Джунгли продолжались и продолжались, такие постоянные в своем изобилии, что я в конце концов утратил всякую чувствительность к ним. Существо с темно-малахитовой чешуйчатой спиной пробегало у меня под ногами, призрачная мартышка испускала крик с верхушки дерева, и я не останавливался, не спрашивал Уву или Таллента, что это за животные. Вокруг было так много тонов и оттенков змеисто-зеленого, личиночного, грушевого, изумрудного, морского, травяного, нефритового, шпинатного, желчного, соснового, гусеничного, огуречного, настоянно-чайного, свеже-чайного – как беден наш цветовой словарь! – что я боялся утратить способность различать все остальные цвета. Ярко-алая набедренная повязка Фа’а жгла мне глаза, но я вглядывался в нее столько, сколько мог терпеть, словно пытаясь запечатлеть в мозгу ее красный цвет, прежде чем глаз снова станет воспринимать его как оттенок зеленого. По ночам мне снилась зелень, огромные плавучие кляксы, которые медленно переливались из одного оттенка в другой, и утром я просыпался разбитым и вымотанным.
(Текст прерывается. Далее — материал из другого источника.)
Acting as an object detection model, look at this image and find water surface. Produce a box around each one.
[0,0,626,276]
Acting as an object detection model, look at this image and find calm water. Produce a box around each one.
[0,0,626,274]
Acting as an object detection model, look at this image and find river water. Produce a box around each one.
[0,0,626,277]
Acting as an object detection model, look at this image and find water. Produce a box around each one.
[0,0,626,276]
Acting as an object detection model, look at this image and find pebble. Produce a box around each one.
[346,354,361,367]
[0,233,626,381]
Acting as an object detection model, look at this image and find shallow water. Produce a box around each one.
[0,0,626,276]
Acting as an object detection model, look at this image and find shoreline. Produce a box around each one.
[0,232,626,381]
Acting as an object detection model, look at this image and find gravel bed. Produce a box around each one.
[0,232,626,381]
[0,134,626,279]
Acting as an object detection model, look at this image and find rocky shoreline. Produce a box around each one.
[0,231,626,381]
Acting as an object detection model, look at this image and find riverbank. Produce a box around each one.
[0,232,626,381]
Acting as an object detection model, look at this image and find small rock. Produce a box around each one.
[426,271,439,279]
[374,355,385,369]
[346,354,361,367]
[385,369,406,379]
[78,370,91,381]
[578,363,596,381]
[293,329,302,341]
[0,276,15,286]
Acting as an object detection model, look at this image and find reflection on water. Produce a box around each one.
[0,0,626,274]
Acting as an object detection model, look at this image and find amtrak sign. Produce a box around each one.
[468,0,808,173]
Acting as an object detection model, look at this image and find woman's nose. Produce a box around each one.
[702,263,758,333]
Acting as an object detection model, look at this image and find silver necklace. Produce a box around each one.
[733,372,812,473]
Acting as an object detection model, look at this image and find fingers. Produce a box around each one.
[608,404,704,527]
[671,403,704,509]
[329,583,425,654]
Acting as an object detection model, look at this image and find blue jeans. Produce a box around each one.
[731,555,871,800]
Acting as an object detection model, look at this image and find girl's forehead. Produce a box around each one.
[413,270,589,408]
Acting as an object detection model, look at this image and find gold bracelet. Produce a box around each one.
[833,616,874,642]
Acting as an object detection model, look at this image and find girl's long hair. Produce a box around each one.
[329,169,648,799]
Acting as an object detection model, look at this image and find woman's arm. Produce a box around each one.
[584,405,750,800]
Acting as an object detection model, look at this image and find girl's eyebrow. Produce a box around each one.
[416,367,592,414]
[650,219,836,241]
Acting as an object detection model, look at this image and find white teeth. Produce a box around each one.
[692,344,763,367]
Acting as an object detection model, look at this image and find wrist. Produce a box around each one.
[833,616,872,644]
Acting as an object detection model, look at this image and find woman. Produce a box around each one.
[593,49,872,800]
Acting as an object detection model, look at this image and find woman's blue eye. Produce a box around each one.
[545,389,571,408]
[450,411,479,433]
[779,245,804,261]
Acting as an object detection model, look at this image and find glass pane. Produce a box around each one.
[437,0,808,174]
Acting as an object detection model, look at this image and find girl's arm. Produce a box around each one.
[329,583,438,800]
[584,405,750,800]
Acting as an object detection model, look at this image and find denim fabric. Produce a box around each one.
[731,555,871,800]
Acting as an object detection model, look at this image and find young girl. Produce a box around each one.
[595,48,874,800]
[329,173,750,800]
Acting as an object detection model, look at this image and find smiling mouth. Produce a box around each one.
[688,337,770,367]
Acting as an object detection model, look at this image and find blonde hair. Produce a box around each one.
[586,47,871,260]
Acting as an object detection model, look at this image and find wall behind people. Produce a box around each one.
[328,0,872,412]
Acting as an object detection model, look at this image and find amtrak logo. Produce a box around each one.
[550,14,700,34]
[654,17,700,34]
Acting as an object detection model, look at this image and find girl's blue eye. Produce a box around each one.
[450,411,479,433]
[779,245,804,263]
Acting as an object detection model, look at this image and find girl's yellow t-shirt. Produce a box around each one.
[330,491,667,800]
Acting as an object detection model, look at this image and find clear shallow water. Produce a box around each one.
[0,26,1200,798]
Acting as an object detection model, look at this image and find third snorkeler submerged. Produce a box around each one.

В течение дня мои мысли крутились вокруг видений пустыни, городов, твердых поверхностей – стекла, асфальта, кусков слюды, блестевших на заасфальтированных мостовых.
И проблема Таллента тоже все еще не отступала – на него я едва мог смотреть, рядом с ним старался говорить свободнее и меньше мямлить. По вечерам он долго не ложился, писал что-то в записной книжке, и со своей циновки я смотрел на него, пока темнота заполняла пространство, как стая летучих мышей. Он никогда не использовал фонарь без необходимости – например, чтобы оправиться, – и даже когда свет полностью уходил, он продолжал писать, а я лежал на своем месте, стараясь не издавать ни звука, и слушал, как его ручка шуршит по листу; почему-то для меня это был красивый образ – Таллент пишет в полной темноте, – и когда мы продолжали путь, я иногда закрывал глаза и вызывал его в памяти, наслаждался им, как конфетой. Во время длинных переходов я старался высказывать ему – и порой мне это удавалось – интересные замечания, но каждый раз, когда это происходило, Эсме оказывалась рядом, готовая предложить собственное мнение по любому вопросу.